Le roi en appela alors au témoignage de l'assistance :
" Nâgasêna, prétend que son nom
ne représente pas une individualité permanente, peut-on adhérer à cette théorie
? "
Et se tournant vers Nâgasêna,
il lui dit :
" Maître, s'il n'y a
pas d'individualité enveloppée dans les phénomènes, qu'est-ce donc qui alors
vous procure ce dont vous avez besoin : vêtements, nourriture, demeure,
médicaments pour les malades ? Qui est-ce qui jouit de toutes ces choses ? Qui
est-ce qui vit dans la droiture et dans la justice ? Qui est-ce qui atteint le
but de la voie excellente, la sagesse, le nirvâna ? Et qui est-ce qui tue, qui
vole ? Qui est-ce qui vit dans le mal, dans la sensualité, qui ment, qui
s'adonne à l'intempérance ? S'il en est ainsi, il n'y a plus de mérite ou de
démérite, plus d'hommes qui provoque de bonnes et de mauvaises actions et plus
personne, non plus, qui les commette, il n'y a plus ni fruit, ni résultat d'un
bon ou d'un mauvais kamma. Si quelqu'un se tuait, ô Nâgasêna, il ne serait donc
pas un meurtrier. Il s'ensuit, aussi, que les maîtres et les docteurs de tes
adeptes sont des êtres fictifs et que l'ordination qu'on y reçoit n'est, en
réalité, conférée à personne. Tu dis que tes frères ont l'habitude de s'adresser
à toi en t'appelant Nâgasêna. Qu'est-ce que Nâgasêna ? Veux-tu dire que tes
cheveux sont Nâgasêna ? "
"Je ne
dis pas cela, grand roi "
"Ou les
poils du corps peut-être ? "
"Certainement non."
"Ou bien
s'agit-il des dents, des ongles, de la peau, de la chair, des nerfs, des os, de
la moelle, des rognons, du cœur du foie du ventre, des intestins, de l'estomac,
des excréments, de la bile, des humeurs, du pus, du sang, de la transpiration,
de la graisse, des larmes, du sérum, de l'huile qui lubrifie les articulations,
de l'urine ou du cerveau qui sont Nâgasêna ?"

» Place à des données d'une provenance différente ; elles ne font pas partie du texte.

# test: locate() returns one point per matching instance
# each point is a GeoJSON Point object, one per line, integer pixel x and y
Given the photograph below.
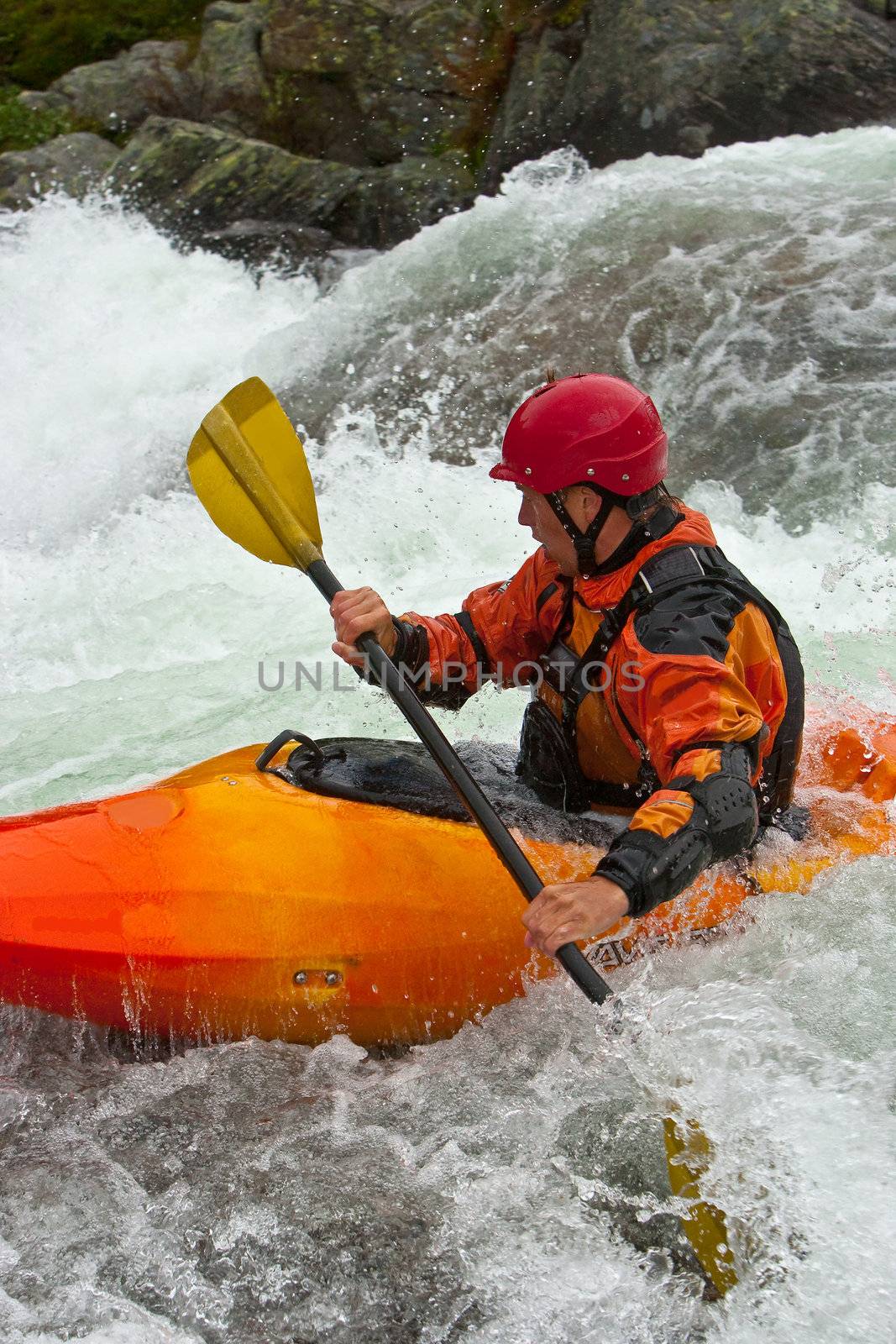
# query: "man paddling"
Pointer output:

Et, à chacune de ces choses Nâgasêna répondit non.
"Est-ce la forme extérieure ~ rupa ~ qui
est Nâgasêna, ou les sensations conditionnées~ vedanâ ~ ou les perceptions
conditionnées ~ sañña ~ ou les formations mentales conditionnées ~ sankhâra ~ ou
la conscience conditionnée~ viññana ~ qui sont Nâgasêna ?"
Et, à chacune de ces choses Nâgasêna
répondit encore non.
"Alors,
est-ce l'assemblage du nom, du corps, des sensations, des représentations, des
formations mentales et de la conscience, est-ce cela qui est Nâgasêna ?"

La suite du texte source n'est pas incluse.